New ways to finance mining

“As mining companies try to limit risk, novel financing and production models will become more common. After demand from China triggered a commodity boom in the first decade of the 21st century, prices collapsed and mining companies were forced to focus on reducing debt ratios and improving their balance sheets. Alternative financing solutions were developed such as royalty and metal stream agreements that reduce the burden on mining companies’ balance sheets,” Maennling and Toledano said.

“To spread the risk of new capital-intensive projects, these financing solutions are likely to continue to grow. Companies may also seek to develop joint ventures similar to those observed in the oil and gas sector in order to reduce their exposure to a particular project or jurisdiction and may also consider service agreements.”

A social contract for mining

“Creating real benefits for communities near mine sites will be key for successful new projects. Obtaining the ‘license to operate’ from local communities has been a challenge for the mining industry in recent years. Many proposed projects have been rejected, and operations have been disrupted by protests,” they said.

“With a record number of mines nearing the end of their life and insufficient money being set aside for remediation; with new mining projects increasing the sector’s footprint without necessarily providing additional employment opportunities at the local level due to automation; and with increased water stress and extreme weather events due to global warming: local opposition to mining is likely to increase if no new business models are developed that benefit the affected communities.”

Big data and mining

“Data transparency to aid the mining industry’s relations with stakeholders. Collecting and processing massive amounts of data will be essential for mining companies as they digitalise and automate their operations. What data should be shared and made transparent will continue to be a major area of debate,” they said.

“Governments will seek to further push for disclosure of subsidiary structures to address tax base erosion; consumers will seek to increase value chain transparency; investors will use the proliferation of non-financial data to better assess the risks of their mining portfolios; civil society will continue to push for companies to go beyond the mandatory EITI Standard; and impacted communities are particularly interested in accessing data that capture the externalities that affect them.

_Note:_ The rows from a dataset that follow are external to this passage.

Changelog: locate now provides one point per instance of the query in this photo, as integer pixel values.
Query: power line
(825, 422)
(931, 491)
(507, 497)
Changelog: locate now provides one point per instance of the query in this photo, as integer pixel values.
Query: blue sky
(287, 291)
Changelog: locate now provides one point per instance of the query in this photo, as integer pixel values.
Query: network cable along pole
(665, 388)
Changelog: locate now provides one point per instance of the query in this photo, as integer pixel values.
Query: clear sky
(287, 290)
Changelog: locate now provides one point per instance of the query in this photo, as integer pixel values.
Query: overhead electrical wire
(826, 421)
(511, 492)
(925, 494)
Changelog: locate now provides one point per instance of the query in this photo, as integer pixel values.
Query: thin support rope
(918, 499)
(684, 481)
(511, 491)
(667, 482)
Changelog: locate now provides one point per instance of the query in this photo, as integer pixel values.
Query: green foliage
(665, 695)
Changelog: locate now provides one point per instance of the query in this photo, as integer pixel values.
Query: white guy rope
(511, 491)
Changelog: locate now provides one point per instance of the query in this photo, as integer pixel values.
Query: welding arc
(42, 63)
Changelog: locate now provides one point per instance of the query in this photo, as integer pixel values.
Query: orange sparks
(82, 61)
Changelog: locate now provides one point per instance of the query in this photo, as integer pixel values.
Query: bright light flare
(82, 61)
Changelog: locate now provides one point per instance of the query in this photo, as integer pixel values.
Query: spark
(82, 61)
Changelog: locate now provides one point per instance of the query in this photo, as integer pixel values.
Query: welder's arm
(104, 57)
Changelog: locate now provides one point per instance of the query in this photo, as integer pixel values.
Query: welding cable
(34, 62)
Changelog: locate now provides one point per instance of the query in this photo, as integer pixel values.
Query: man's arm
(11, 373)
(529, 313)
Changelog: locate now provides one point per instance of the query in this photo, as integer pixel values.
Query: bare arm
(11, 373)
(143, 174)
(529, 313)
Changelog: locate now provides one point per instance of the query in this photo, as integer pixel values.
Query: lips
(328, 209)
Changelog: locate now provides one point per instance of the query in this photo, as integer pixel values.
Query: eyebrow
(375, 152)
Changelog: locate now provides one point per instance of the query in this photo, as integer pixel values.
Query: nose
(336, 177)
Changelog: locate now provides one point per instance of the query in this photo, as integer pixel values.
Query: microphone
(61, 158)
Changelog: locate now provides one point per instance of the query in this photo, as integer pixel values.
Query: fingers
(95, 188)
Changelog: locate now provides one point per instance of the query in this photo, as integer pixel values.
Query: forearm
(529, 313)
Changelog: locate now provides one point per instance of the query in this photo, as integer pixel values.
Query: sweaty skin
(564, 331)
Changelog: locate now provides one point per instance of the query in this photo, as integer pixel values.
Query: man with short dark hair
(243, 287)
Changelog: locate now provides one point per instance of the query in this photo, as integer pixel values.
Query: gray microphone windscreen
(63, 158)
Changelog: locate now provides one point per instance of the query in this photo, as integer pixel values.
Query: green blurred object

“It will be key for companies to work together with other stakeholders in order to understand the types of data that should be made available and the appropriate format that data disclosure should take, in order to ensure standardization, usefulness and impact.”

The geopolitics of mining

Maennling and Toledano said: “Mining companies must navigate rising geopolitical risk and economic protectionism. A growing popular resistance to globalisation and free trade is altering politics, and directly affecting the mining and metals sector. Policymakers in mining jurisdictions are increasingly trying to enact local content laws and regulations which require minerals to be processed before they are exported.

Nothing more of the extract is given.